The Mystery
Every morning for a week, I woke up to alerts. My background workers were dead. Thousands of emails stuck in a queue. Users complaining.
The weird part? It always happened around 3am. Never during the day.
Let me explain what was happening and why - in simple terms.
What Is a "Worker" Anyway?
Think of a worker like a factory employee.
YOUR APP THE WORKER
┌──────────┐ ┌──────────┐
│ │ "Send this email" │ │
│ Website │ ────────────────► │ Worker │
│ │ │ │
└──────────┘ └──────────┘
You (the website) give tasks to the worker.
The worker does them in the background.
You don't wait - you move on immediately.Why use workers?
Imagine you're at a restaurant:
- Without workers: You order food, then stand at the kitchen door waiting 20 minutes
- With workers: You order food, sit down, and someone brings it when ready
Workers let your website stay fast while slow stuff (emails, reports, image processing) happens in the background.
The Problem - Workers Get "Tired"
Here's what I didn't understand at first:
A worker is just a program running on a computer. And programs use memory.
Think of memory like a desk:
FRESH WORKER (just started)
┌─────────────────────────────────────────────┐
│ │
│ Clean desk! │
│ Plenty of space to work. │
│ │
│ 📋 │
│ (one task) │
│ │
└─────────────────────────────────────────────┘Every time the worker does a task, it uses some desk space. When it's done, it should clean up.
But here's the problem: It doesn't clean up perfectly.
AFTER 1,000 TASKS
┌─────────────────────────────────────────────┐
│ 📄 📋 📝 📄 📋 📄 📝 📋 📄 📝 📋 📄 📋 │
│ 📝 📄 📋 📝 📄 📋 📝 📄 📋 📝 📄 📋 📝 │
│ │
│ Messy desk! │
│ Old papers piling up. │
│ Still works, but slower. │
│ │
└─────────────────────────────────────────────┘
AFTER 100,000 TASKS (3am)
┌─────────────────────────────────────────────┐
│ 📄📋📝📄📋📄📝📋📄📝📋📄📋📝📄📋📝📄📋📝 │
│ 📋📝📄📋📝📄📋📝📄📋📝📄📋📝📄📋📝📄📋📝 │
│ 📄📋📝📄📋📄📝📋📄📝📋📄📋📝📄📋📝📄📋📝 │
│ 📋📝📄📋📝📄📋📝📄📋📝📄📋📝📄📋📝📄📋📝 │
│ │
│ 💀 DESK OVERFLOW! CRASH! │
│ │
└─────────────────────────────────────────────┘Why 3am? Because by then, the worker had been running for ~18 hours, processing hundreds of thousands of tasks. The "desk" finally overflowed.

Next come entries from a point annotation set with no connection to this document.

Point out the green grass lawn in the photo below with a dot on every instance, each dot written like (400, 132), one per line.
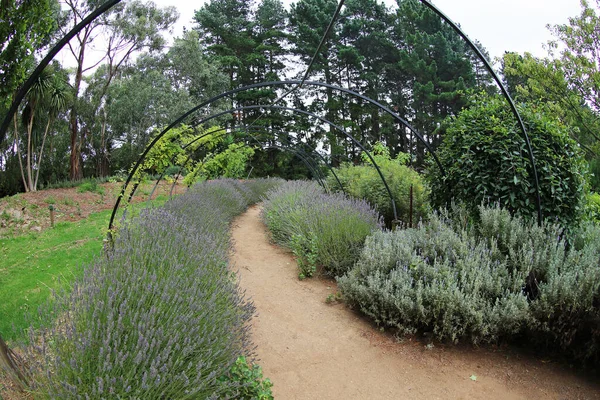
(32, 265)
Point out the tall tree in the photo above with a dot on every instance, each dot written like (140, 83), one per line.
(126, 28)
(433, 59)
(365, 53)
(25, 27)
(308, 22)
(46, 98)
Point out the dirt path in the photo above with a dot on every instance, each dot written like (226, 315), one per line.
(314, 350)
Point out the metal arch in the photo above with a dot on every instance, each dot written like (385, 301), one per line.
(312, 168)
(204, 120)
(313, 151)
(245, 129)
(49, 57)
(110, 3)
(513, 107)
(263, 84)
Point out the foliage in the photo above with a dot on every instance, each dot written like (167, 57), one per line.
(486, 161)
(159, 315)
(176, 147)
(363, 182)
(532, 80)
(326, 230)
(90, 186)
(592, 207)
(253, 387)
(497, 279)
(25, 27)
(231, 163)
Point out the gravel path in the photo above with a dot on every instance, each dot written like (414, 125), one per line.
(314, 350)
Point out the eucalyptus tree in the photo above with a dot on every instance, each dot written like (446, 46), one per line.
(308, 22)
(47, 97)
(25, 27)
(127, 28)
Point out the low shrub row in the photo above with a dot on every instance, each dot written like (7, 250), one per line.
(321, 229)
(363, 182)
(495, 279)
(160, 316)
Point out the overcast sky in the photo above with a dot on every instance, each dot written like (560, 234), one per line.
(507, 25)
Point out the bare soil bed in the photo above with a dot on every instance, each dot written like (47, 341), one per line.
(26, 212)
(312, 349)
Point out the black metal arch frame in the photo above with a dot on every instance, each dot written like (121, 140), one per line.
(289, 146)
(248, 130)
(227, 112)
(110, 3)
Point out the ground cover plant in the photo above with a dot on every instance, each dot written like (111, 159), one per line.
(159, 316)
(363, 182)
(321, 229)
(487, 279)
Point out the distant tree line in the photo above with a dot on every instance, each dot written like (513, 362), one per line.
(94, 115)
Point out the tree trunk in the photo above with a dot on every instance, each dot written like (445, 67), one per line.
(75, 172)
(18, 150)
(37, 173)
(30, 187)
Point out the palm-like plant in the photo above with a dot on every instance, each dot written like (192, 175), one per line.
(49, 95)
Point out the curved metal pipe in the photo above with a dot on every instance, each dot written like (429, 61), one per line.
(204, 120)
(44, 63)
(258, 85)
(247, 130)
(513, 107)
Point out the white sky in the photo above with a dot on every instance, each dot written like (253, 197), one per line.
(506, 25)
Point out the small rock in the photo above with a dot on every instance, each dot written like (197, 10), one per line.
(16, 214)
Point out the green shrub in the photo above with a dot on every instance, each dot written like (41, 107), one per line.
(363, 182)
(592, 207)
(321, 229)
(498, 278)
(250, 380)
(486, 161)
(433, 279)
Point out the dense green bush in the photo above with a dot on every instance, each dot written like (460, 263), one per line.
(592, 207)
(499, 278)
(363, 182)
(160, 315)
(321, 229)
(486, 161)
(250, 381)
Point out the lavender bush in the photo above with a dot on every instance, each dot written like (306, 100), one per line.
(160, 316)
(321, 229)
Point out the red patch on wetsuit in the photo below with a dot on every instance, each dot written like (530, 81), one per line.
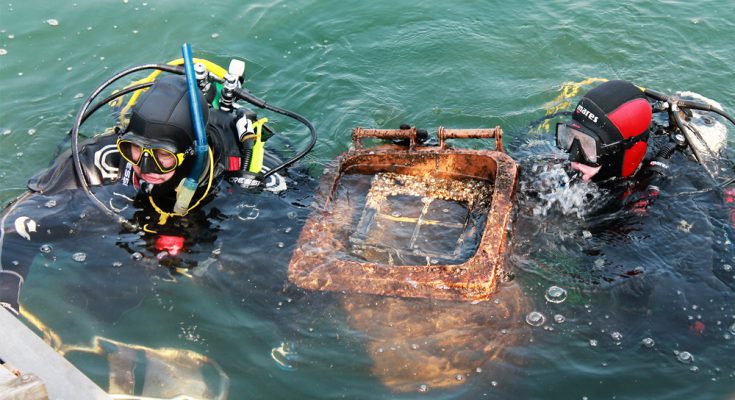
(632, 118)
(233, 163)
(172, 244)
(697, 328)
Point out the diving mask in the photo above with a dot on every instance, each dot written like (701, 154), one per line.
(158, 158)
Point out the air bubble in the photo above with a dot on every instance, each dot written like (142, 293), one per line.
(555, 294)
(685, 357)
(535, 318)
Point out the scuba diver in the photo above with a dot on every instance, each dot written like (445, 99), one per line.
(626, 149)
(613, 140)
(185, 136)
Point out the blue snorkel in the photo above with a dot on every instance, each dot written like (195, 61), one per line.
(189, 185)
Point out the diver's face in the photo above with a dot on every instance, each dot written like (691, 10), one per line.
(165, 159)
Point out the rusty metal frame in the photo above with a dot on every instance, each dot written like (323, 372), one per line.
(314, 264)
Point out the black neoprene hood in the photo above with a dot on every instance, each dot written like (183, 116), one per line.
(162, 115)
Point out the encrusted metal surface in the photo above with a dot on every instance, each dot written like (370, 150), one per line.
(328, 253)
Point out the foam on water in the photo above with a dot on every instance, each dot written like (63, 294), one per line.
(555, 189)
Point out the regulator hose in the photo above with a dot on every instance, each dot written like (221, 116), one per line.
(250, 98)
(82, 115)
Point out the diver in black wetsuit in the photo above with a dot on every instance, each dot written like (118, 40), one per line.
(151, 157)
(608, 138)
(611, 141)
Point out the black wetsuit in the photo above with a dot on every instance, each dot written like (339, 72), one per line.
(26, 228)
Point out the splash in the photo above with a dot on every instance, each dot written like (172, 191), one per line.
(556, 190)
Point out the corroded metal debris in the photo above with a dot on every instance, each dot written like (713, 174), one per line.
(410, 220)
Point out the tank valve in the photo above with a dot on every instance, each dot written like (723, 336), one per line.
(228, 93)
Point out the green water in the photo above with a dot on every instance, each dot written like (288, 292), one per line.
(378, 64)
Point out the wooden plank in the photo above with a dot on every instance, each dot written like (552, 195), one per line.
(31, 355)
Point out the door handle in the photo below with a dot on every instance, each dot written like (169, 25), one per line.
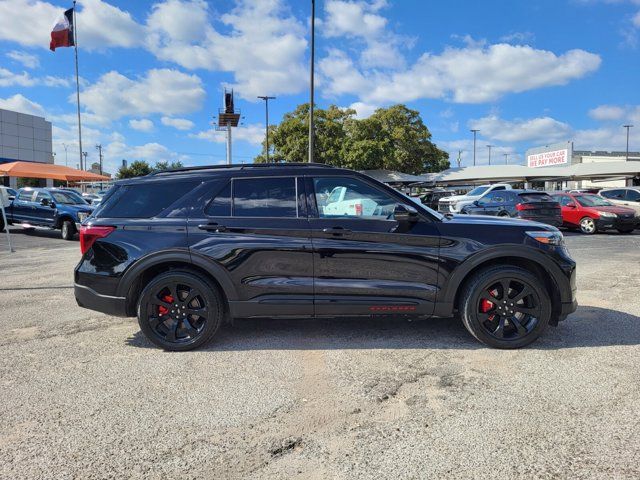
(212, 227)
(337, 231)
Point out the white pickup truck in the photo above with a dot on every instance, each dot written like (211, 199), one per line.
(455, 203)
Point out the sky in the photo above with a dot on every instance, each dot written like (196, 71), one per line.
(152, 74)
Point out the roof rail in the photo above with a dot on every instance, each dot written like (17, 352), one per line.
(242, 166)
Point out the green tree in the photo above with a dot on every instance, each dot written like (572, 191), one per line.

Why Doesn't Python Clean Up?
You might think: "But Python has garbage collection! It should clean up automatically!"
You're right. But here's the thing most people don't realize:
Python cleans up for Python. Not for the operating system.
Let me explain with an analogy:
IMAGINE A FILING CABINET
┌─────────────────────────┐
│ ┌───┐ ┌───┐ ┌───┐ ┌───┐ │
│ │ A │ │ B │ │ C │ │ │ │ ← Cabinet has 4 drawers
│ └───┘ └───┘ └───┘ └───┘ │ (memory from operating system)
└─────────────────────────┘
You store files A, B, C.
Now delete file B:
┌─────────────────────────┐
│ ┌───┐ ┌───┐ ┌───┐ ┌───┐ │
│ │ A │ │ 🗑 │ │ C │ │ │ │ ← Drawer B is now EMPTY
│ └───┘ └───┘ └───┘ └───┘ │ but still EXISTS
└─────────────────────────┘
Python: "Great! I can reuse drawer B!"
Operating System: "I still see 4 drawers being used."The drawer is empty, but the cabinet is still there. Python won't return that drawer to the OS. It keeps it "just in case."
Over time:
- Python keeps requesting more drawers
- Python empties old drawers but doesn't return them
- Eventually, the room fills with empty cabinets
- Crash!
What Was Actually Leaking?
In my case, three things were piling up:
Database Connections
Every time my worker talked to the database, it opened a connection. Like making a phone call.
TASK 1: "Hey database, get me email #123"
→ Opens phone line 1 ☎️
TASK 2: "Hey database, get me email #456"
→ Opens phone line 2 ☎️ (didn't hang up line 1!)
TASK 3: "Hey database, get me email #789"
→ Opens phone line 3 ☎️ (still not hanging up!)
...after 1000 tasks...
☎️☎️☎️☎️☎️☎️☎️☎️☎️☎️☎️☎️☎️☎️☎️☎️☎️☎️☎️☎️
ALL LINES BUSY! CAN'T MAKE NEW CALLS!Cached Data
My code was "remembering" things to be faster:
# This looks innocent
saved_templates = {}
def get_template(name):
if name not in saved_templates:
saved_templates[name] = load_from_disk(name)
return saved_templates[name]But over 100,000 tasks with different templates:
Hour 1: saved_templates = {template1}
Hour 5: saved_templates = {template1, template2, ..., template50}
Hour 10: saved_templates = {template1, template2, ..., template200}
Hour 18: saved_templates = {template1, template2, ..., template2000} 💀It never forgot anything!
Memory Fragmentation
Even when Python "freed" memory, the space was fragmented:
CLEAN MEMORY:
[████████████████████████████████]
One big block - nice!
FRAGMENTED MEMORY (after many tasks):
[█░█░░█░█░░░█░█░░█░░░█░█░░█░█░░█]
↑ ↑ ↑
Used Empty Used
Python: "I have lots of empty space!"
Reality: "It's all tiny holes. Can't fit anything big."The Solution (It's Embarrassingly Simple)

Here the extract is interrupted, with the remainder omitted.